Clearing the Cloud
Rediscovering—and sometimes ditching—the stuff we store online
By Andrea Poet
When we want to store or share digital files, the cloud is an appealing choice. Free data allowances on services such as Google Drive, Dropbox, iCloud, and Amazon Drive make it easy to save it and forget it.
The question is: what happens to those files several months or even years down the road? Stashing everything in the cloud can create security and privacy risks. What’s more, much of this data may no longer be needed over time, and it’s simply taking up space.
“In the pre-digital society, you’d have maybe a shoebox full of mementos—you can go through it in an afternoon and that’s what you keep,” said Chris Kanich, associate professor in UIC’s computer science department. “It’s a big shift.”
Kanich, along with Assistant Professor Elena Zheleva and University of Chicago collaborator Blase Ur, are creating a tool to help us wade through our cloud files so we can decide what to keep and what to jettison. Importantly, the tool will flag files that could cause security risks if they fell into the wrong hands, spurring us to act before the worst happens.
Kanich said the process to develop the tool began with 100 interviews. The researchers talked to people about a sample of 10 files in their Dropbox or Google Drive accounts, accessed with consent: among them photos, text documents, and emails. Kanich and his team asked people what each file was, whether they had remembered it was there, and whether they had shared the file with anyone. The researchers also asked participants if they wanted to keep the files and, if so, if the items should be encrypted.
In many cases, people had forgotten they had stored a particular file or didn’t even know what it was, Kanich said. With shared documents, access may have been granted years ago to former colleagues who either no longer needed it or should no longer have it.
In terms of whether people wanted to retain their cloud-stored materials, many were ambivalent.
I had this ‘digital packrat’ idea that nobody will want to delete anything. That was not the case.
Associate professor of computer science|
Kanich, a cybersecurity expert, also hypothesized that people would want to remove items from the cloud mainly for security and privacy reasons. But for the vast majority of the people interviewed, it boiled down to resource allocation: the unneeded files were taking up space.
Storage may seem limitless, and new data centers are continuously coming online, but keeping files in perpetuity isn’t cheap.
“I have a 10-terabyte hard drive that I bought for $200, and it may cost me five dollars in electricity per year,” Kanich noted. “But to store that amount of data at, say, Google? It would cost $2,760 per year.”
Beyond concerns about space and security, leaving a digital footprint can be risky for other reasons.
“An email or Facebook post I wrote 15 years ago is going to have a fundamentally different meaning today than when I wrote it,” Kanich said. “That doesn’t have to do with the information itself—that post is, bit for bit, identical with whatever it is I wrote 15 years ago. The information has not changed, but the world around it has drastically changed.”

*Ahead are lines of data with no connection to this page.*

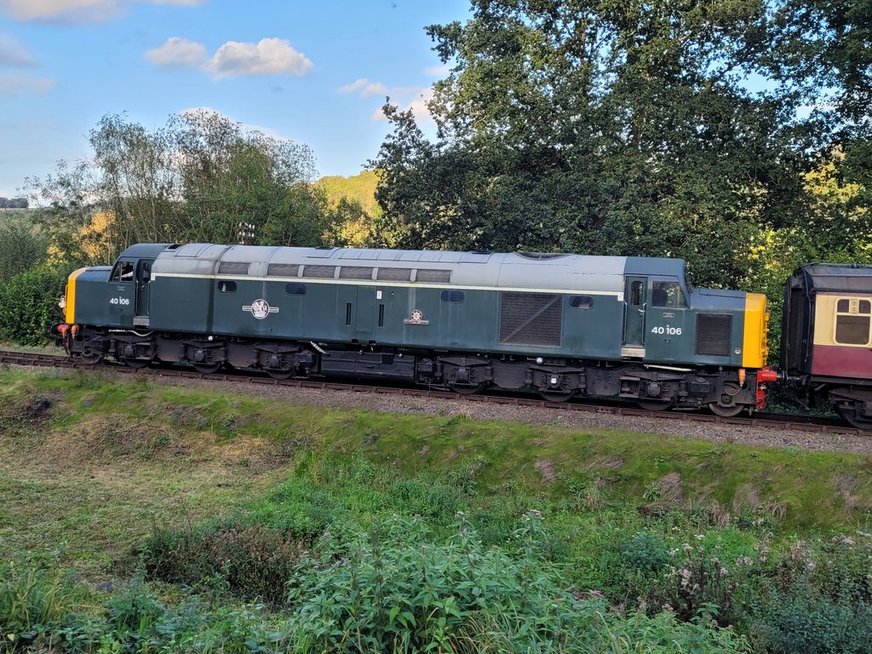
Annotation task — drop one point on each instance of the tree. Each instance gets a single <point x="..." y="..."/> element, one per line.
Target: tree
<point x="229" y="177"/>
<point x="194" y="179"/>
<point x="601" y="127"/>
<point x="22" y="246"/>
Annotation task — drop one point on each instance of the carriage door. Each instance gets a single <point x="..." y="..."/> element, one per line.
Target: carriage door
<point x="143" y="277"/>
<point x="635" y="303"/>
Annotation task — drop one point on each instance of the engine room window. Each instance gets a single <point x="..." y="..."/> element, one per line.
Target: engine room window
<point x="853" y="320"/>
<point x="123" y="272"/>
<point x="453" y="296"/>
<point x="581" y="301"/>
<point x="667" y="294"/>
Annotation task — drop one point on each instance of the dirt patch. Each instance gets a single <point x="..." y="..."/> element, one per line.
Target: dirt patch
<point x="844" y="485"/>
<point x="40" y="408"/>
<point x="670" y="489"/>
<point x="606" y="463"/>
<point x="747" y="496"/>
<point x="546" y="469"/>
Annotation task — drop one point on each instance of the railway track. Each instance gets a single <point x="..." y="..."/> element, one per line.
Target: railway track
<point x="759" y="420"/>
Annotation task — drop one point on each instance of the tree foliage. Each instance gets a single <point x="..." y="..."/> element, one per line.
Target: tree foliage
<point x="29" y="304"/>
<point x="194" y="179"/>
<point x="22" y="246"/>
<point x="617" y="128"/>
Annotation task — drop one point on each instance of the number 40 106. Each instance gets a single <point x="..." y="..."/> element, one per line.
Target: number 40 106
<point x="669" y="331"/>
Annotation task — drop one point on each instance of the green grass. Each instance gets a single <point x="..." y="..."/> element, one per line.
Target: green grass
<point x="103" y="477"/>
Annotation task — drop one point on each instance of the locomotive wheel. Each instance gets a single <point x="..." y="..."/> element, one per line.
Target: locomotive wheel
<point x="136" y="364"/>
<point x="207" y="368"/>
<point x="556" y="396"/>
<point x="849" y="414"/>
<point x="91" y="358"/>
<point x="726" y="411"/>
<point x="466" y="389"/>
<point x="654" y="405"/>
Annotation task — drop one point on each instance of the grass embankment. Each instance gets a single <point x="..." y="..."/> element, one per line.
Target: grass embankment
<point x="360" y="530"/>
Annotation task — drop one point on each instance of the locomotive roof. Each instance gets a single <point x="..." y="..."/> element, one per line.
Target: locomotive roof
<point x="512" y="270"/>
<point x="836" y="277"/>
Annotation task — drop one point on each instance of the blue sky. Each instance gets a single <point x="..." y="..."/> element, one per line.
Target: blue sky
<point x="313" y="72"/>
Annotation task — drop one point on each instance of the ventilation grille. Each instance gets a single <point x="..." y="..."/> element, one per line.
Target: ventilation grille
<point x="713" y="332"/>
<point x="232" y="268"/>
<point x="394" y="274"/>
<point x="322" y="272"/>
<point x="531" y="319"/>
<point x="355" y="272"/>
<point x="283" y="270"/>
<point x="433" y="276"/>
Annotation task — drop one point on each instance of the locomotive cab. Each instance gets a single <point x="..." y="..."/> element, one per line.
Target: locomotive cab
<point x="101" y="298"/>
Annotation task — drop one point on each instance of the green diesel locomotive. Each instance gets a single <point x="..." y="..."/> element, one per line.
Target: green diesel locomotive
<point x="561" y="325"/>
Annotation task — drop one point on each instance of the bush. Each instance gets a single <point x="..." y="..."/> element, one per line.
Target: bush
<point x="396" y="593"/>
<point x="28" y="304"/>
<point x="817" y="599"/>
<point x="249" y="562"/>
<point x="32" y="604"/>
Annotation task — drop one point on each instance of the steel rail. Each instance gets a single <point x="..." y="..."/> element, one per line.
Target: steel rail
<point x="804" y="423"/>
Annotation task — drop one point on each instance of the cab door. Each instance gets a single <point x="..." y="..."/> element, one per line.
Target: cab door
<point x="143" y="277"/>
<point x="635" y="306"/>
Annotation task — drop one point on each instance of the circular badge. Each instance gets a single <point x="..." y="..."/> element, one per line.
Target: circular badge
<point x="260" y="309"/>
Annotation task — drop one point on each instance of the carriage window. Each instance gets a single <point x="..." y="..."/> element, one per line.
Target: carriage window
<point x="667" y="294"/>
<point x="123" y="272"/>
<point x="636" y="294"/>
<point x="453" y="296"/>
<point x="853" y="319"/>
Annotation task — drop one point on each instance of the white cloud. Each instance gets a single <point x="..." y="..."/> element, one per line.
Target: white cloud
<point x="269" y="56"/>
<point x="18" y="84"/>
<point x="77" y="12"/>
<point x="12" y="53"/>
<point x="177" y="52"/>
<point x="364" y="87"/>
<point x="417" y="104"/>
<point x="438" y="71"/>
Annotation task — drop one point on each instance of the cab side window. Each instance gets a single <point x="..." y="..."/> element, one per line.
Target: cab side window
<point x="667" y="294"/>
<point x="123" y="272"/>
<point x="853" y="319"/>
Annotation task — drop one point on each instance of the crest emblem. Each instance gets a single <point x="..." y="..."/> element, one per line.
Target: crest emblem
<point x="417" y="318"/>
<point x="260" y="309"/>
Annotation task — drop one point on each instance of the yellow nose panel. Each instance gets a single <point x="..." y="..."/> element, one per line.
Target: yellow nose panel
<point x="755" y="347"/>
<point x="70" y="308"/>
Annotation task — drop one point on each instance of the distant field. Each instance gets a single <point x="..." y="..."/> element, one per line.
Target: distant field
<point x="235" y="499"/>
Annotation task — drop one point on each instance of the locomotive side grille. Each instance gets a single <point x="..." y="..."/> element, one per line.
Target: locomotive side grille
<point x="322" y="272"/>
<point x="713" y="332"/>
<point x="283" y="270"/>
<point x="355" y="272"/>
<point x="394" y="274"/>
<point x="433" y="276"/>
<point x="232" y="268"/>
<point x="531" y="318"/>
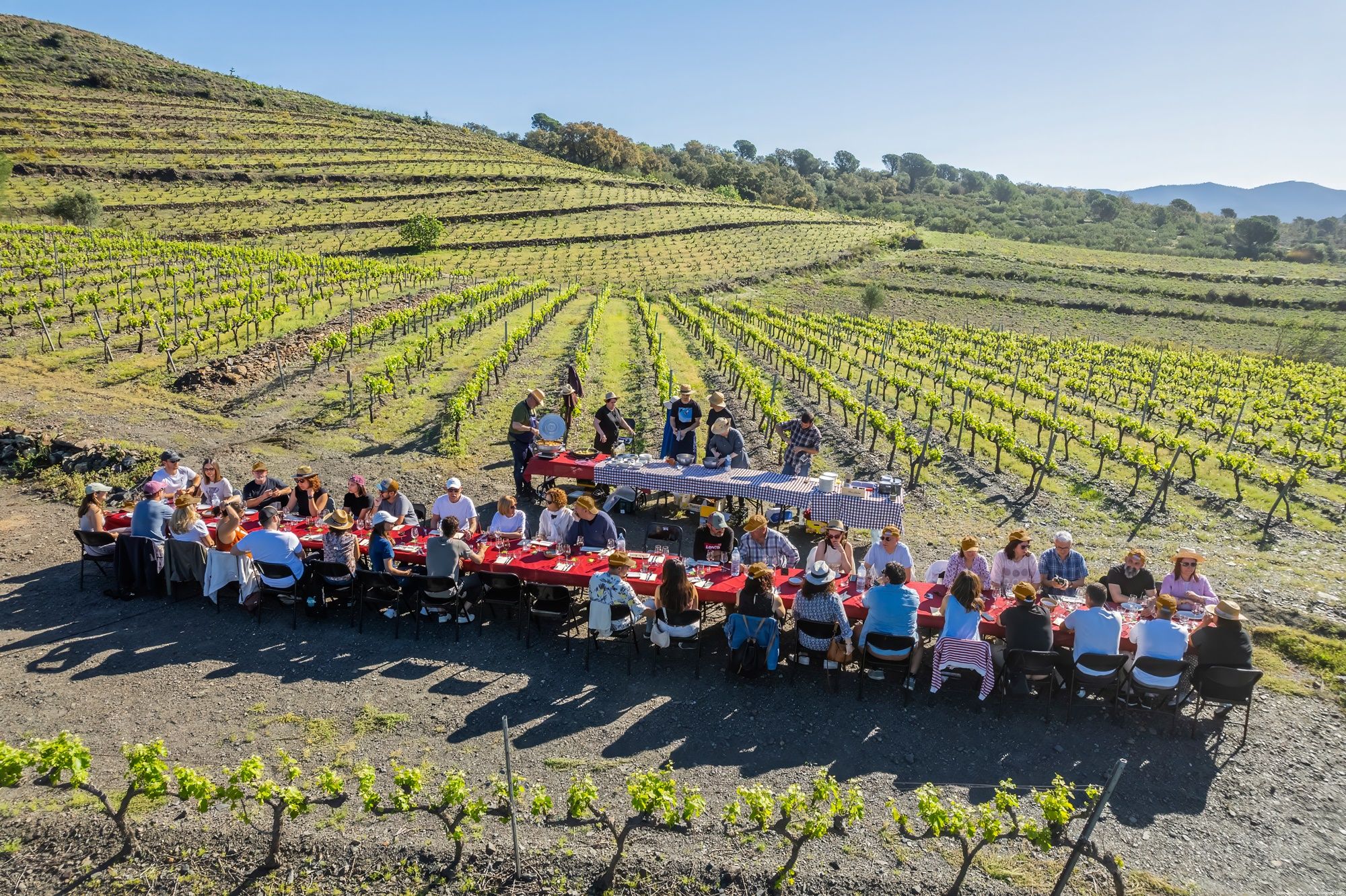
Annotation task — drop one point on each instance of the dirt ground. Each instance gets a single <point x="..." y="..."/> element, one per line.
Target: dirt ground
<point x="1200" y="813"/>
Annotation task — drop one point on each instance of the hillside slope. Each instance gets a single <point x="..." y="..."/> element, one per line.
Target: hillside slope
<point x="194" y="155"/>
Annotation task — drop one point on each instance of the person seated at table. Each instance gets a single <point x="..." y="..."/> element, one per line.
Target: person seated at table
<point x="229" y="529"/>
<point x="835" y="551"/>
<point x="820" y="602"/>
<point x="610" y="587"/>
<point x="92" y="517"/>
<point x="266" y="490"/>
<point x="675" y="595"/>
<point x="215" y="488"/>
<point x="1161" y="638"/>
<point x="456" y="504"/>
<point x="593" y="527"/>
<point x="1063" y="570"/>
<point x="1014" y="564"/>
<point x="357" y="501"/>
<point x="395" y="504"/>
<point x="758" y="597"/>
<point x="889" y="550"/>
<point x="763" y="544"/>
<point x="176" y="477"/>
<point x="726" y="443"/>
<point x="509" y="521"/>
<point x="151" y="516"/>
<point x="445" y="555"/>
<point x="555" y="523"/>
<point x="1130" y="581"/>
<point x="967" y="559"/>
<point x="714" y="542"/>
<point x="1098" y="629"/>
<point x="275" y="546"/>
<point x="1192" y="590"/>
<point x="893" y="609"/>
<point x="186" y="524"/>
<point x="963" y="609"/>
<point x="309" y="500"/>
<point x="608" y="423"/>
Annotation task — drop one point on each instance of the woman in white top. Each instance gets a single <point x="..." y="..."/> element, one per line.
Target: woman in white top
<point x="215" y="489"/>
<point x="509" y="521"/>
<point x="557" y="520"/>
<point x="835" y="551"/>
<point x="1017" y="563"/>
<point x="92" y="516"/>
<point x="186" y="525"/>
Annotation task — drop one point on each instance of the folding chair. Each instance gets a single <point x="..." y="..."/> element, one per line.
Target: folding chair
<point x="90" y="540"/>
<point x="1226" y="685"/>
<point x="629" y="633"/>
<point x="1095" y="675"/>
<point x="291" y="591"/>
<point x="888" y="664"/>
<point x="1152" y="698"/>
<point x="678" y="621"/>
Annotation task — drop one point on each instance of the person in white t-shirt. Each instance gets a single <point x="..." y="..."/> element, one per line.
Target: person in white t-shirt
<point x="176" y="477"/>
<point x="456" y="504"/>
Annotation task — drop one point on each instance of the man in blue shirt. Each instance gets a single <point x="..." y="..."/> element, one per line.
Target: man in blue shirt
<point x="1063" y="568"/>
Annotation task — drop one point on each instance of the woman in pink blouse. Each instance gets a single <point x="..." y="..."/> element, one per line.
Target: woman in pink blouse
<point x="1186" y="585"/>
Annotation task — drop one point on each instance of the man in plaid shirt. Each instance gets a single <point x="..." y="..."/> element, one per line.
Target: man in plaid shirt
<point x="765" y="546"/>
<point x="804" y="442"/>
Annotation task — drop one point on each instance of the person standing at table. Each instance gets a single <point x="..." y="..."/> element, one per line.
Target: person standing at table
<point x="523" y="431"/>
<point x="1063" y="568"/>
<point x="684" y="419"/>
<point x="715" y="536"/>
<point x="454" y="504"/>
<point x="608" y="423"/>
<point x="1014" y="564"/>
<point x="266" y="490"/>
<point x="803" y="445"/>
<point x="176" y="477"/>
<point x="593" y="527"/>
<point x="1130" y="581"/>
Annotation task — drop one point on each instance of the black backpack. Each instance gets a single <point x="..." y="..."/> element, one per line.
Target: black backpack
<point x="749" y="659"/>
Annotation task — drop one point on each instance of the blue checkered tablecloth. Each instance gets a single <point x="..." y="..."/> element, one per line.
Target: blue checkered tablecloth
<point x="757" y="485"/>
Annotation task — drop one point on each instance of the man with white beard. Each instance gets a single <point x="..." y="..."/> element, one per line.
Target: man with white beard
<point x="1130" y="581"/>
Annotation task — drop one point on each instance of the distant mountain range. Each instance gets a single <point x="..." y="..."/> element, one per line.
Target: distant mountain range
<point x="1287" y="200"/>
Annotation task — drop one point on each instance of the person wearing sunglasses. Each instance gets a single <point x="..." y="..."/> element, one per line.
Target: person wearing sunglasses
<point x="1192" y="590"/>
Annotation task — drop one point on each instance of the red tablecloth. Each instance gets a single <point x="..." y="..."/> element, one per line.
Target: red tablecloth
<point x="563" y="466"/>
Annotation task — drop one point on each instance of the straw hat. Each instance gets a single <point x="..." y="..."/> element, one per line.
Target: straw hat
<point x="340" y="520"/>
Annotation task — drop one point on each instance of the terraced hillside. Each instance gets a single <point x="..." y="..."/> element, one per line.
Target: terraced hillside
<point x="185" y="154"/>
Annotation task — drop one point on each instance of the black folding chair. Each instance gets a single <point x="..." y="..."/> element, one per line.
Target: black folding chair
<point x="380" y="591"/>
<point x="814" y="630"/>
<point x="869" y="661"/>
<point x="1226" y="685"/>
<point x="508" y="591"/>
<point x="678" y="621"/>
<point x="664" y="533"/>
<point x="1096" y="675"/>
<point x="283" y="594"/>
<point x="1154" y="698"/>
<point x="629" y="633"/>
<point x="90" y="540"/>
<point x="1030" y="667"/>
<point x="548" y="602"/>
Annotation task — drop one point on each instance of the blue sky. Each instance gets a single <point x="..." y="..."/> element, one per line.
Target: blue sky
<point x="1067" y="94"/>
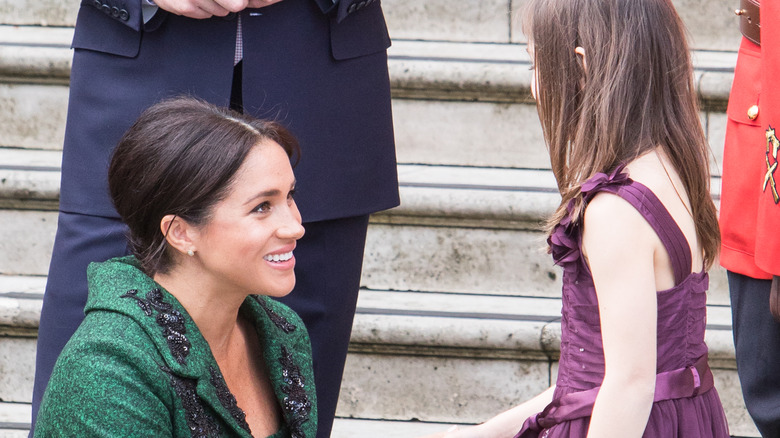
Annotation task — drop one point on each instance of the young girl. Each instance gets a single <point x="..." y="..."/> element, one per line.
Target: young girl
<point x="636" y="229"/>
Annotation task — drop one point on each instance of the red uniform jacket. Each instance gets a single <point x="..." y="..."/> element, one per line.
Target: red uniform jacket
<point x="750" y="200"/>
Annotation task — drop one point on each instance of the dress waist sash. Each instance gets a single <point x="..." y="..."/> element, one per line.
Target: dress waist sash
<point x="669" y="385"/>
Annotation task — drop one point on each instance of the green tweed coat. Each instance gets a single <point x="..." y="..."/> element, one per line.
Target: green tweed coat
<point x="138" y="367"/>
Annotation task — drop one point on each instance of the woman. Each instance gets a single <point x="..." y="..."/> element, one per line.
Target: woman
<point x="181" y="338"/>
<point x="636" y="229"/>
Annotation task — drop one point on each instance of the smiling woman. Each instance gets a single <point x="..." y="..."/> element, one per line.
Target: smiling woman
<point x="180" y="338"/>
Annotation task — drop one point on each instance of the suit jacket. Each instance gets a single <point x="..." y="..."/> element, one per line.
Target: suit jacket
<point x="138" y="366"/>
<point x="750" y="202"/>
<point x="319" y="68"/>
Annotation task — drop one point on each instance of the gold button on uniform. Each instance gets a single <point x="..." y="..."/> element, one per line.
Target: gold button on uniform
<point x="753" y="112"/>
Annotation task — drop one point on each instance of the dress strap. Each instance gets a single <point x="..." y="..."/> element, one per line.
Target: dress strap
<point x="651" y="208"/>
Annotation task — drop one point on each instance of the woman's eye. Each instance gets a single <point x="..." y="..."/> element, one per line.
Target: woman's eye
<point x="263" y="208"/>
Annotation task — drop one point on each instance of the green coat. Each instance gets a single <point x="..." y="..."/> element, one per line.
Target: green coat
<point x="139" y="367"/>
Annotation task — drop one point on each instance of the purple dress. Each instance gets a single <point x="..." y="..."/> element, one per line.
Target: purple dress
<point x="686" y="404"/>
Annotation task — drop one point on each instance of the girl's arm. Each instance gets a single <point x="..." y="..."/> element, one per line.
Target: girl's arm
<point x="620" y="245"/>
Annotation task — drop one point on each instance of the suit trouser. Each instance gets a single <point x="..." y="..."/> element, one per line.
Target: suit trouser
<point x="757" y="343"/>
<point x="328" y="265"/>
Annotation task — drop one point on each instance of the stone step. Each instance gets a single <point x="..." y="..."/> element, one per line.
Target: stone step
<point x="434" y="357"/>
<point x="459" y="104"/>
<point x="712" y="23"/>
<point x="477" y="228"/>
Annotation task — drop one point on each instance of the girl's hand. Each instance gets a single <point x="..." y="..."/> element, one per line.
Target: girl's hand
<point x="202" y="9"/>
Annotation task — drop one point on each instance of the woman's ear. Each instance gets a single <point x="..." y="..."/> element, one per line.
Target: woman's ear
<point x="178" y="233"/>
<point x="581" y="53"/>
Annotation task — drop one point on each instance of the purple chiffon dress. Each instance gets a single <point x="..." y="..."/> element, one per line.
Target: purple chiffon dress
<point x="686" y="404"/>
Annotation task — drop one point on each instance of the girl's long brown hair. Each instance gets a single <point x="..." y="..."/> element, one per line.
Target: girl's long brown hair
<point x="636" y="94"/>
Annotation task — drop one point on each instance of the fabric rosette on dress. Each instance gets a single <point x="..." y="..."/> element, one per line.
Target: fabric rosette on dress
<point x="565" y="238"/>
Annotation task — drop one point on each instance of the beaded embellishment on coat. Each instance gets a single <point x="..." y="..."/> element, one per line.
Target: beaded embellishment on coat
<point x="227" y="399"/>
<point x="278" y="320"/>
<point x="296" y="403"/>
<point x="200" y="423"/>
<point x="170" y="319"/>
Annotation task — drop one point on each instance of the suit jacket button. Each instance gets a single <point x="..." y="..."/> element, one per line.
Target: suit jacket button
<point x="753" y="112"/>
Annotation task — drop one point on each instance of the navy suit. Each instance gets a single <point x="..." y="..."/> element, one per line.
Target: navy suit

To help everyday users grapple with issues like these, Kanich and his team designed a machine-learning algorithm that classifies data through the lens of whether it is useful or sensitive and prioritizes the most important files for review. Like humans, machine-learning algorithms learn from experience. The algorithms find patterns or correlations in data to help you make better decisions and predictions. By training their algorithm using the data from the participant-interview phase, Kanich and colleagues created a tool that ferrets out items with labels or keywords that are likely to be sensitive or important to cloud users, calling them out for follow-up.
Kanich noted that for sensitive files stored in the cloud—say, a tax return or digital copy of a passport—services such as Microsoft’s OneDrive Personal Vault can provide additional layers of security. Microsoft’s product encrypts data and requires a key or two-factor authentication to decrypt it. With documents that people don’t access regularly, that extra hurdle can add a great deal of protection.
Corporations are doing a similar housecleaning on the data they store on customers and clients. In fact, new privacy and data-protection laws compel them to do so. Sriya Potham, a 2017 UIC graduate and a cloud security architect at Newell Brands, has worked on compliance with the European Union’s General Data Protection Regulation, or GDPR, and is building a new platform for e-commerce.
“It’s a huge task to determine what information we have on consumers: where is it stored, what type of data is it, and is it sensitive,” she said. “From a big-enterprise perspective, it’s a huge undertaking.” Tools that are able to do something similar to Kanich’s, she said, are very expensive at the corporate level.
Kanich, Zheleva, and Ur’s tool is geared toward individuals, but the approach can be applied at the single-person level in corporate settings, encouraging employees to manage their own data and storage.
“We need to reimagine our relationship with data over long periods of time,” Kanich said.